The Imposter Syndrome Project is meant to demystify and normalize the many stressors involved in medical school. We have highlighted the struggles and mental health issues surrounding Step 1 previously and now we would like to turn our attention to clerkship rotations! Below are excerpts from your fellow students who so willingly told their vulnerable stories and pieces of advice during this time. Hopefully these can be a collective of thoughts and experiences that unite us and where we can find solitude.
“I often felt I wasn’t doing as well as I expected. I think it was hard for me to understand what a good or stellar performance looks like. Rarely do you work side by side with another medical student to gauge your level of performance. I sometimes felt isolated when I was doing rotations outside of my foundation site. It helped to call family and friends. Playing online games was a great way to connect with friends during the covid quarantine.
I dealt with a lot of anxiety about performance, grade, and my concern of other’s perception of me. I never took any medication because I did not think my anxiety was severe enough to warrant treatment. But, talking with others really helped work out my emotions and helped break me out of any negative thought pattern I had. I personally struggled with the feeling of discrimination because of my race, but I could never prove it. I also struggled with being overly concerned with grades. We have to care about our grades because it will play a huge part in our future.
You may think that choosing the best specialty or choosing the best residency will be one of the most important decisions in your life.

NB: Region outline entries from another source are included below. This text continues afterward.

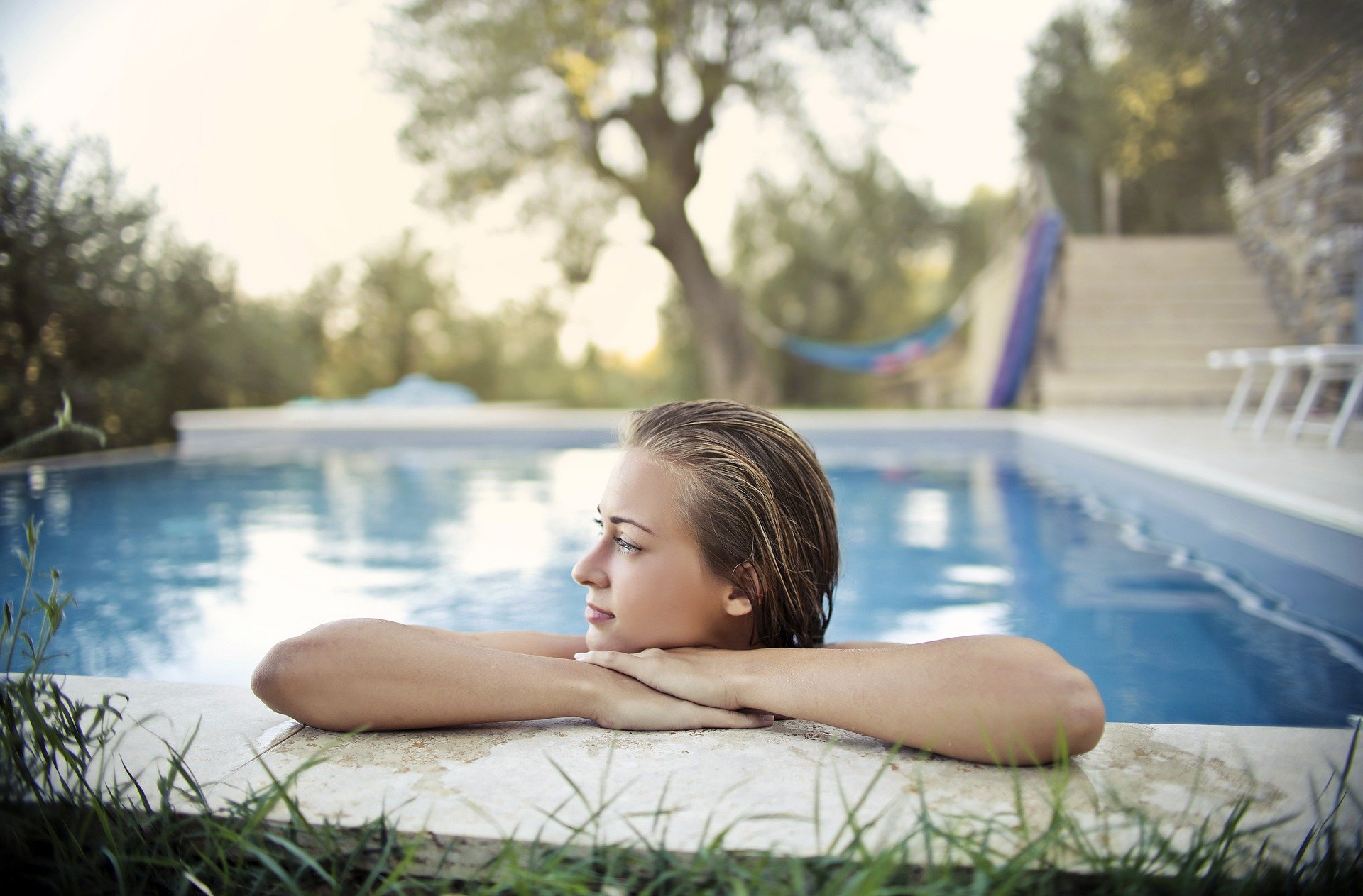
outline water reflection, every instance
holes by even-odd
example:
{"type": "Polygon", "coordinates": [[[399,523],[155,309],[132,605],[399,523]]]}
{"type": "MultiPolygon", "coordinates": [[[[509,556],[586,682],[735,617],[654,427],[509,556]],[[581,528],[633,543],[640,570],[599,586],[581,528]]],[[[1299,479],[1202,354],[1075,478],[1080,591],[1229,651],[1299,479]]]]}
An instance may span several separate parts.
{"type": "MultiPolygon", "coordinates": [[[[579,633],[572,562],[616,452],[316,451],[288,462],[0,477],[0,541],[45,520],[78,606],[56,670],[243,684],[275,641],[372,615],[579,633]]],[[[1013,632],[1099,684],[1109,718],[1343,724],[1363,675],[1243,613],[1077,496],[988,453],[830,470],[842,579],[829,640],[1013,632]],[[1130,542],[1130,538],[1127,539],[1130,542]]],[[[0,587],[16,596],[16,561],[0,587]]]]}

It can be true, but at the same time in the large scheme of things, it won’t. There will be many specialties that probably are a good fit for you. The future of medical specialties surprisingly change often as well. Everything will be okay. I wish I made more time for friends. Career is important, but so is building memories outside of a textbook.
Focus your energy on how to adapt to the uncertainty of life rather than trying to control every aspect of it.
I wish I knew going into clerkships that: Clerkship grades – bullsh*t. Residency application – bullsh*t. The entire system can seem like there is no rhyme or reason. The only thing that truly matters is what you can learn and how you can help your patient. If you can do those two things, and not worry about anything else, you’ve done an excellent job.”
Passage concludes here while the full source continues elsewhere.